An analytic theory of creativity in convolutional diffusion models

Mason Kamb, Surya Ganguli

International Conference on Machine Learning 2025 · Oral

This talk, presented by Mason Kamb and Surya Ganguli at ICML 2025, introduces a groundbreaking analytic theory aimed at explaining the origins of combinatorial creativity and spatial consistency failures in convolutional diffusion models. The central premise is that these seemingly disparate phenomena—the ability of models like DALL-E 2 to blend concepts like "Napoleon cat" and "nebula dog," alongside common artifacts such as extra limbs or distorted features—stem from a single underlying mechanism.
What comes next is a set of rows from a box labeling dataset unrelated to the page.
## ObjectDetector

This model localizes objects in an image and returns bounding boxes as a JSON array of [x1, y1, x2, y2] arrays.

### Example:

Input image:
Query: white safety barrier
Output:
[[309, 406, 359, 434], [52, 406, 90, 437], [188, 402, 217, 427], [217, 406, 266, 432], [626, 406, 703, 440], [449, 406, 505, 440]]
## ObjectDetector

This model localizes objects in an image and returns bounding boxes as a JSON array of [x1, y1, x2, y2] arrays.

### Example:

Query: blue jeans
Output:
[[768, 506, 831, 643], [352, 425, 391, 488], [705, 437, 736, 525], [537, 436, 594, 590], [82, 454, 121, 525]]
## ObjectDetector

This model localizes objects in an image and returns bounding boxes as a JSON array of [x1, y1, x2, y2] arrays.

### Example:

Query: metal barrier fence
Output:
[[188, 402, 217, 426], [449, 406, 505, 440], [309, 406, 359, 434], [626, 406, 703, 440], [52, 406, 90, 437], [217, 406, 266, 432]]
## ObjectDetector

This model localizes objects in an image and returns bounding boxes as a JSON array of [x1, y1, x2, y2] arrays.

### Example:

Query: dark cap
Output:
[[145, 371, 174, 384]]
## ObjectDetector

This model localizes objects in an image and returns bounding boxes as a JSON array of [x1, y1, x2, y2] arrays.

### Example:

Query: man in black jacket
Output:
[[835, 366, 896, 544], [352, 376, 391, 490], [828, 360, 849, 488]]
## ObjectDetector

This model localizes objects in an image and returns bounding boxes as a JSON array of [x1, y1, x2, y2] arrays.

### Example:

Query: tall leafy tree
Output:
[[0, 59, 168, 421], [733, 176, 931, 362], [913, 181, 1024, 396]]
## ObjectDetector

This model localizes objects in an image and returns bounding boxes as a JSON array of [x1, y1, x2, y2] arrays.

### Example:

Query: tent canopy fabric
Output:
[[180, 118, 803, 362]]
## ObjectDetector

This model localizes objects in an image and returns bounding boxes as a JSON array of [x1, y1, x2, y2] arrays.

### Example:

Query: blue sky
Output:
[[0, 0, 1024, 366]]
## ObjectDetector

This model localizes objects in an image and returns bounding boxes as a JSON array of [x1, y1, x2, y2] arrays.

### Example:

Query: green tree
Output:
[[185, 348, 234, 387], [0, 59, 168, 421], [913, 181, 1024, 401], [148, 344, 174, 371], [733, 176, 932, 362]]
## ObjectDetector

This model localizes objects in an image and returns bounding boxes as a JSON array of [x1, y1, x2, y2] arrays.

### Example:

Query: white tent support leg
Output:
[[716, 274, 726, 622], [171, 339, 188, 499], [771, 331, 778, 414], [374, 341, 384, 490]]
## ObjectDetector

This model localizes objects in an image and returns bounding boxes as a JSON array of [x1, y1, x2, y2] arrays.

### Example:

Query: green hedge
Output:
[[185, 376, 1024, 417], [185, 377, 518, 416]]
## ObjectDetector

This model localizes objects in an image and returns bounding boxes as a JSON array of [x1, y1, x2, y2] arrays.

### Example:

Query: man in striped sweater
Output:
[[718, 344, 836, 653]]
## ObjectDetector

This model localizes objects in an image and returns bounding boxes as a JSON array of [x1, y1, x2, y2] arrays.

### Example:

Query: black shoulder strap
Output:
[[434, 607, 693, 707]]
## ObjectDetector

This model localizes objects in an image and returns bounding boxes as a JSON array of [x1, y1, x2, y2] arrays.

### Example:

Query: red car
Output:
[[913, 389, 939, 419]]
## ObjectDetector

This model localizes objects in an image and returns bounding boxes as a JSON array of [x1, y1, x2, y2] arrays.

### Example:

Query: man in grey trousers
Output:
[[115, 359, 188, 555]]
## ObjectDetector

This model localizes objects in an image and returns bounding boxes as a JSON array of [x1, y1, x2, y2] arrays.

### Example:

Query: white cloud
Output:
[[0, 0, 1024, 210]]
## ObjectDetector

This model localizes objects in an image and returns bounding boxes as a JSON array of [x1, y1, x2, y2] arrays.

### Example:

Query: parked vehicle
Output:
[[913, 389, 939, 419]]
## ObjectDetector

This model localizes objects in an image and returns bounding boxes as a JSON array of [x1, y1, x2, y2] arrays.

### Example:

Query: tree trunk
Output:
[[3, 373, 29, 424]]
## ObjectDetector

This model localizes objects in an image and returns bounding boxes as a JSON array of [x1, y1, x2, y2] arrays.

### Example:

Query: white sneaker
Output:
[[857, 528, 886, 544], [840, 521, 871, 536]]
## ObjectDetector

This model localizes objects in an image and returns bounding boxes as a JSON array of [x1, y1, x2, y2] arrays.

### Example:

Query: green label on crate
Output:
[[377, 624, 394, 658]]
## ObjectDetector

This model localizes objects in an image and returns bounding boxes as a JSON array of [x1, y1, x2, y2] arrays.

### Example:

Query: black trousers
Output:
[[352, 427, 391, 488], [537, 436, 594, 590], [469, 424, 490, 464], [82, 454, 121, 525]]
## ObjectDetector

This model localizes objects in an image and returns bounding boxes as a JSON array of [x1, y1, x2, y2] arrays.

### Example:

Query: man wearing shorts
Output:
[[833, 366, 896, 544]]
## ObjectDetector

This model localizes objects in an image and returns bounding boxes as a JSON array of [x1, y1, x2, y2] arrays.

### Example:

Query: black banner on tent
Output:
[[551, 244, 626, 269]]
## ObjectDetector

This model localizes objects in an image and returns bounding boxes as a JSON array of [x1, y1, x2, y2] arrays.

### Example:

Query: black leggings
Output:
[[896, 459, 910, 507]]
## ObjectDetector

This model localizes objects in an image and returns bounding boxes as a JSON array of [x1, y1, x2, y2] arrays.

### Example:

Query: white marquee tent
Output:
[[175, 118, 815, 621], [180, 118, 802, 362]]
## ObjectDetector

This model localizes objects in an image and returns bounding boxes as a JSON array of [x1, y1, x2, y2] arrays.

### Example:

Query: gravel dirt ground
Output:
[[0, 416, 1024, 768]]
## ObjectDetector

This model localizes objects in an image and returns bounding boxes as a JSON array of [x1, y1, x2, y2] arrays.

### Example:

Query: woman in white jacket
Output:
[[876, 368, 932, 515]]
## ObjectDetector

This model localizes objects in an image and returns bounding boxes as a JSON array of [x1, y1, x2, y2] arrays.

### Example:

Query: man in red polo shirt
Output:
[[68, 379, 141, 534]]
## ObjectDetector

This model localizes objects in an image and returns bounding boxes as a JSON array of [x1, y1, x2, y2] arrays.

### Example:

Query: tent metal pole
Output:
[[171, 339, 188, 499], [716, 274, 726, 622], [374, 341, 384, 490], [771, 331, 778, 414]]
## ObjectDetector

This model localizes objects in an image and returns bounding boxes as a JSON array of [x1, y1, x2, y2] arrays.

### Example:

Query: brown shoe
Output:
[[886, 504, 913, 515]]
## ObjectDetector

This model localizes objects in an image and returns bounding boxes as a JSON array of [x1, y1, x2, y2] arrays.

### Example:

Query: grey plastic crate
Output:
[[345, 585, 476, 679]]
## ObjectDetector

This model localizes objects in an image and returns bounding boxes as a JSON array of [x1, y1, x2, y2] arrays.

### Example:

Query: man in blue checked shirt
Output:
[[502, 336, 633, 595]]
This mechanism is rooted in the fundamental architectural constraints of convolutional neural networks (CNNs), specifically **translational equivariance** and **locality**.

AI review

Kamb and Ganguli present a genuine analytic theory — not a narrative dressed in theorem notation — for why convolutional diffusion models exhibit combinatorial creativity and spatial consistency failures. The central result is clean: under translational equivariance and locality, the Bayes optimal denoiser factors into independent local posteriors, each performing its own uncoordinated belief update over training patches. This is a mechanistically honest explanation for phenomena the community has been documenting empirically without understanding. The 90%+ quantitative agreement between…